Мать с завистью смотрела на них — ей хотелось пристать к ним, и она боролась с собою.

— И рада бы пойти с вами, товарки, да мочи нет — слаба ещё. А тут Фомич не велел…

Из кучки женщин вышла Ульяна, жена Николая Подгорнова, высокая баба, с тёмным, обожжённым лицом и страдальчески–злыми глазами. Шагала она к нам широко и угрожающе, хотя улыбалась старообразными морщинками и обиженным ртом доверчиво. А мне было неприятно видеть её длинный галчиный нос и странно белесые, немигающие глаза. Но голос её был тихий, мягкий, вздыхающий и ласковый. Она всегда при встречах тревожила меня — и привлекала и отталкивала, хотелось и слушать её и убежать подальше.

— Пойдём, Настя–милка! —покорно вздохнула она, но решительно взяла её под руку. — Не дай бог, ворвутся к тебе супостаты эти — совсем в гроб уложат. Пойдём, станем в сторонке. Я прикрою тебя.

Люди шли к пожарной кучками — и там, на той стороне, по луке, и с нашей стороны, — все босиком; много мужиков в рубахах без пояса, взлохмаченных, словно поднялись с постели, с голодно–злыми лицами, с дрючками в руках, а бабы, как всегда, одеты были пристойно— в сарафанах, в холщовых «рукавах» и в старательно повязанных платках, старухи — в темносиних китайках.
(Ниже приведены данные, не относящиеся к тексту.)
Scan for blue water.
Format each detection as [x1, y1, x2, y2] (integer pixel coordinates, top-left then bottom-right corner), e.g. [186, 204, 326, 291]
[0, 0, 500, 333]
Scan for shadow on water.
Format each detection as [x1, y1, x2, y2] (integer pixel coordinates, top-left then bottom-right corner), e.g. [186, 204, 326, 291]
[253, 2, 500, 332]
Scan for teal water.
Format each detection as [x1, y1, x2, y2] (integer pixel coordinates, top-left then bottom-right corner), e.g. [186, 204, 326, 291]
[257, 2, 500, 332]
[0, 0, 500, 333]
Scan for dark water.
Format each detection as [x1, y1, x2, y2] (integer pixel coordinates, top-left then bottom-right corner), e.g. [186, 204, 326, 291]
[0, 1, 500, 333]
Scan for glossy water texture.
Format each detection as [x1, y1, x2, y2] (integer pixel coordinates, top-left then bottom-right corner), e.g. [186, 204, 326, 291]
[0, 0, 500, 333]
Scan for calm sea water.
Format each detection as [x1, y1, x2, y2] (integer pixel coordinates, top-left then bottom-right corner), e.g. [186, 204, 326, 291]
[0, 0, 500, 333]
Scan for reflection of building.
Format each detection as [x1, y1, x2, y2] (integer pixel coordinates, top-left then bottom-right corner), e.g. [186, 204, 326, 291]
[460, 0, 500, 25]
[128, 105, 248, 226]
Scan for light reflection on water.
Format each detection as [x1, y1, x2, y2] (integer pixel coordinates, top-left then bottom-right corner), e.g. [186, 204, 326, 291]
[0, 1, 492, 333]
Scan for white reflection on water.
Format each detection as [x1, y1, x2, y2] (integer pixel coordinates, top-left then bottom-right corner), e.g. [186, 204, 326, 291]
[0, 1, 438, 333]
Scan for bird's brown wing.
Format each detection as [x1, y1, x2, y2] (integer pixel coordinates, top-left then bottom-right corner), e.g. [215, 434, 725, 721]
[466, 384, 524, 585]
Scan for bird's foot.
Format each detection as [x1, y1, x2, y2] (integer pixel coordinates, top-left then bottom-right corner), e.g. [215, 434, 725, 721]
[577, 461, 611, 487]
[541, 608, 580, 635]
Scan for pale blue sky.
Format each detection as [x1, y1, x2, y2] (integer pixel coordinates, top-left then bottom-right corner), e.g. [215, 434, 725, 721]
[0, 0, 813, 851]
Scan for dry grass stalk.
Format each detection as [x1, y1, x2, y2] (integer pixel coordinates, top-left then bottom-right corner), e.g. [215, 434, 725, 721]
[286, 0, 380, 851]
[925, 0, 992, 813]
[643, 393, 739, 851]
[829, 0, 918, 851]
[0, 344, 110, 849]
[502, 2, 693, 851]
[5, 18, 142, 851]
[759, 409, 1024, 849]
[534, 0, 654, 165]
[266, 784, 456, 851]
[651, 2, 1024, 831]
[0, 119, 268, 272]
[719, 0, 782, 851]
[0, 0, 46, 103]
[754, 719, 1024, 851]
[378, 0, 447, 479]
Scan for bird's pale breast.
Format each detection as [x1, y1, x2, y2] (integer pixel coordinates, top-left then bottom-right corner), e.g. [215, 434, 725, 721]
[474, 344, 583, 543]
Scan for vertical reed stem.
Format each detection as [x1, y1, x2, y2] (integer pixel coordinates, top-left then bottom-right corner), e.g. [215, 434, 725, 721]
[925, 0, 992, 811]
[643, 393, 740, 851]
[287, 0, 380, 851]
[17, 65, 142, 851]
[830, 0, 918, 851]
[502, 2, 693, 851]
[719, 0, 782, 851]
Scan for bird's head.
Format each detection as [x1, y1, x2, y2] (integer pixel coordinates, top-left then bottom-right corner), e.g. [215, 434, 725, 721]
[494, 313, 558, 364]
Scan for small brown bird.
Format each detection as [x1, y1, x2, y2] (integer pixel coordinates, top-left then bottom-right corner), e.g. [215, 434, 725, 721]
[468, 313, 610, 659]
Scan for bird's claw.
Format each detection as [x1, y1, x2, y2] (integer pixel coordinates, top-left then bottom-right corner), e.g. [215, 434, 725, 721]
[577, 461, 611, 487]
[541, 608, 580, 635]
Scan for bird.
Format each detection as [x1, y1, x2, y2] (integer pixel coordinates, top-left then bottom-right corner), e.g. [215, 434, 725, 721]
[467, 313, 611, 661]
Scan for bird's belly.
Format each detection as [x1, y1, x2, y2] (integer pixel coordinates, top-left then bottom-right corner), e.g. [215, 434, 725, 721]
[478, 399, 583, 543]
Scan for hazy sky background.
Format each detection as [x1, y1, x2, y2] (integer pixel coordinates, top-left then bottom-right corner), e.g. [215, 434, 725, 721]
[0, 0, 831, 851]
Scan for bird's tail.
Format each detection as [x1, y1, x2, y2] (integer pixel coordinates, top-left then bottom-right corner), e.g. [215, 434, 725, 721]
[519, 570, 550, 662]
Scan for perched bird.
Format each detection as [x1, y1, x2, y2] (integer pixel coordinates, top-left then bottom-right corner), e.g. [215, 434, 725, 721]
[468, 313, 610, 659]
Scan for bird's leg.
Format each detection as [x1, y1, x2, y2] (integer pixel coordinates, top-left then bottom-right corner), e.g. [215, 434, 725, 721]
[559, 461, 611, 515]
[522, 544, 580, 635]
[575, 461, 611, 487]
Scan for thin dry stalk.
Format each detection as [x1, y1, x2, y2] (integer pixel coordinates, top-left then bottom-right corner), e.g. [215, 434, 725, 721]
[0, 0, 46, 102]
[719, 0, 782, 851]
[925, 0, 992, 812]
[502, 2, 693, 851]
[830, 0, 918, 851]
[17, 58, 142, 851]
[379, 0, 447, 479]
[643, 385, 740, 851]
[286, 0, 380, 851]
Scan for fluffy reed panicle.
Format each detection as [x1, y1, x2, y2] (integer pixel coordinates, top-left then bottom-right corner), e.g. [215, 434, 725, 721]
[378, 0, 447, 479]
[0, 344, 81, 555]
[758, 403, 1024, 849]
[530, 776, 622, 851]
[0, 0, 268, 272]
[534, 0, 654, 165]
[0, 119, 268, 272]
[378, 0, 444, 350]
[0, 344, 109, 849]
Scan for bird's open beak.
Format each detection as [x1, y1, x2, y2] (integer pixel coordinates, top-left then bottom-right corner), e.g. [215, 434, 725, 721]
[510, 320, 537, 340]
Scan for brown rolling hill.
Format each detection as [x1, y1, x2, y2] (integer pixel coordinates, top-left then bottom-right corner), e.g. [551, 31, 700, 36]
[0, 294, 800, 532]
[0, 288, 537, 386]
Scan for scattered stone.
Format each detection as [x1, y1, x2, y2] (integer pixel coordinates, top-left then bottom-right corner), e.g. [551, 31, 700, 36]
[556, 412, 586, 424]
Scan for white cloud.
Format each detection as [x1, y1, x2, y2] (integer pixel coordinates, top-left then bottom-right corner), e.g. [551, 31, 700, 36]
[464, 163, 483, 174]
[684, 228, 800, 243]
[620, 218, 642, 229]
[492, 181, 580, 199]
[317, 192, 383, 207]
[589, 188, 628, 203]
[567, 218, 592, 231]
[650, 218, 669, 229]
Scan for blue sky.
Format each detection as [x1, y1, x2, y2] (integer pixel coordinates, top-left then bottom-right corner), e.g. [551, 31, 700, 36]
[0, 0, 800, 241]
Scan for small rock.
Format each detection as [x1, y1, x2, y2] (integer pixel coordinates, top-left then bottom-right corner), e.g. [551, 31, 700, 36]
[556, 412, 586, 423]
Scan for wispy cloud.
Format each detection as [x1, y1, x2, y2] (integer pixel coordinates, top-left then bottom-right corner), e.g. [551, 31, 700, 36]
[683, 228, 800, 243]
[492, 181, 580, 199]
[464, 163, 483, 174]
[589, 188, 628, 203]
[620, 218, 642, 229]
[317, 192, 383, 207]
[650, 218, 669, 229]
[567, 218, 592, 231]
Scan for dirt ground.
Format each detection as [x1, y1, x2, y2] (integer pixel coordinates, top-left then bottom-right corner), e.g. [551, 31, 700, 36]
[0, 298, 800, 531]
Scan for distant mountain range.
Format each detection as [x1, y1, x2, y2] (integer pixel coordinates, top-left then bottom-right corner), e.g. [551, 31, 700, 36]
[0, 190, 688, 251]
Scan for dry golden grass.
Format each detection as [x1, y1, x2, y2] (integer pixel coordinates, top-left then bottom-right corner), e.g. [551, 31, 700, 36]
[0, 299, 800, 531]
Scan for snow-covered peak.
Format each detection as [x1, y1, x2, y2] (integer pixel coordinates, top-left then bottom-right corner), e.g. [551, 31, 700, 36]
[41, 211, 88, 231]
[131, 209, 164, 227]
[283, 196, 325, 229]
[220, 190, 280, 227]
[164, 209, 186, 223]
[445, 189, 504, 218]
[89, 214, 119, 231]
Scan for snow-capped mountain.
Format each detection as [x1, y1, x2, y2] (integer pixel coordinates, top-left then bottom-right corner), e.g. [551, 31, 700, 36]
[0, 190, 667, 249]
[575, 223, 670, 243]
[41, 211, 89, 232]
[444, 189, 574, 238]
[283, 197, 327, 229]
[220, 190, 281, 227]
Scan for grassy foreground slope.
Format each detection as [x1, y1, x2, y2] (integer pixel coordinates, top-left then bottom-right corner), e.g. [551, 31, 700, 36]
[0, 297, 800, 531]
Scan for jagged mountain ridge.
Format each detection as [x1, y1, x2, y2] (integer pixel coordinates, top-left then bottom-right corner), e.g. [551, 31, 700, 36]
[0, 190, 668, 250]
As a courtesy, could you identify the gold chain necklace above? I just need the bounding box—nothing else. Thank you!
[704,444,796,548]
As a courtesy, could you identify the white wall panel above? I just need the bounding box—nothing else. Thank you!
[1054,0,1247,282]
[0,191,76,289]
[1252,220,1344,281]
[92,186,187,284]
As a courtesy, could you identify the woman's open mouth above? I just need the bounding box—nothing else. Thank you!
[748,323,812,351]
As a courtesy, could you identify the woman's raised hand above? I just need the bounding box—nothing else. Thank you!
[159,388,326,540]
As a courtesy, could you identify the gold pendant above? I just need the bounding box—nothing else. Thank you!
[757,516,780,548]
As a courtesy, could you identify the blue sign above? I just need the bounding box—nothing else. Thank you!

Ульяна вела мать под руку и говорила скорбным голосом :

— Вася‑то и сам не спасётся: на дороге перехватят и приволокут. Дождались супостатов! Митрий‑то с Татьяной разве спустят! Одарили земского, станового, чтобы народ в могилу загнать. Чую, всех по череду мытарить будут. А за что? Хлеб‑то раздавали по горсточке…

Жалобный голосок Ульяны звучал успокоительно, а в ожесточённых, упрямых глазах таилась мстительная усмешка. В этой рослой и стройной бабе с тёмным недобрым лицом иконной богородицы были две нераздельные жизни: одна — вот эта покорно–жалостная, другая скрытая, неукротимая, но упорно–терпеливая, которая зреет, ожидая дня, когда вырвется наружу. Она уже раза два заходила к матери. Разговора их я не слышал: они меня выпроваживали из избы. Но когда она уходила домой, я замечал в её лице хорошую улыбку, словно мать раскрывала ей какую‑то тайную радость.